Gender may explain the considerable variation in the effectiveness of aspirin therapy in reducing the risk of heart attacks, researchers from Canada report. Their findings, published online in BMC Medicine, indicate that women may be much less responsive to aspirin than men.

Women with a low or average risk of having a heart attack "should probably not take aspirin as preventive therapy," Dr. Don D. Sin from the University of British Columbia, Vancouver, told Reuters Health.

In a comprehensive search of published studies, Sin and his colleagues identified 23 clinical trials, with a total of 113,494 participants, which examined the effectiveness of aspirin therapy in preventing heart attacks.

Overall, compared with placebo, aspirin therapy provided a modest reduction in the risk of non-fatal heart attacks (28 percent), but did not reduce the risk of fatal heart attacks, the team reports.

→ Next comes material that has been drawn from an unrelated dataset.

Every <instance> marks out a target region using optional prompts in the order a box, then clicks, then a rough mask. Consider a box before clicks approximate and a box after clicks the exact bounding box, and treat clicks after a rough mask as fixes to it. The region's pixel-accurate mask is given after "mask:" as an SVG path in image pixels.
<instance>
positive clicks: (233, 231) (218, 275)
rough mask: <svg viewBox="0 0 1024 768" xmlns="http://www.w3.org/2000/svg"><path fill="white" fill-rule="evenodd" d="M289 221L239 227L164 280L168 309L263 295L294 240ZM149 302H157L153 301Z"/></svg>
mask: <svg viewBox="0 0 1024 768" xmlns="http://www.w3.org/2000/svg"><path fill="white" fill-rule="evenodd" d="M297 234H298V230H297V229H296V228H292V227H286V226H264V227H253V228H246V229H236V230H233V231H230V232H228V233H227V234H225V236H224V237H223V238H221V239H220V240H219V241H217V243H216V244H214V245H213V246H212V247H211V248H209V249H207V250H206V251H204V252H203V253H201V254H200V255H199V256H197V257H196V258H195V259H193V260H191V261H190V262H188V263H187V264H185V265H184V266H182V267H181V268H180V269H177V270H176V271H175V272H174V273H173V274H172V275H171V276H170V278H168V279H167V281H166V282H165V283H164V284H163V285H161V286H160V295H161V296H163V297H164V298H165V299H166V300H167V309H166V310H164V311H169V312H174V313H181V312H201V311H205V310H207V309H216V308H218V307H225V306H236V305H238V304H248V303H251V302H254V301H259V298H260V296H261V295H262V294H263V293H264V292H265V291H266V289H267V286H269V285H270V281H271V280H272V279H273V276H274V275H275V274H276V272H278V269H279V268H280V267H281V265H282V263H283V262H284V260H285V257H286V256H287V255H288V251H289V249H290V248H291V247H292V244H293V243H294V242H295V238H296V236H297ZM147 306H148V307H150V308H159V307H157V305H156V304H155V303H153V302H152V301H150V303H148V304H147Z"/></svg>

There was, however, considerable variation in the effectiveness of aspirin across the trials. According to the researchers, roughly 27 percent of the total variation in reports of non-fatal heart attacks could be explained by the proportion of men and women in the trial.

In general, studies that predominantly included men had the largest risk reduction in non-fatal heart attacks, at 38 percent, while trials that mostly included women failed to show a significant reduction in the risk of non-fatal heart attack.

"These data are consistent with the notion that aspirin is less efficacious in women (for the reduction of heart attacks) and raise the possibility that women are more susceptible to aspirin resistance," Sin and colleagues conclude.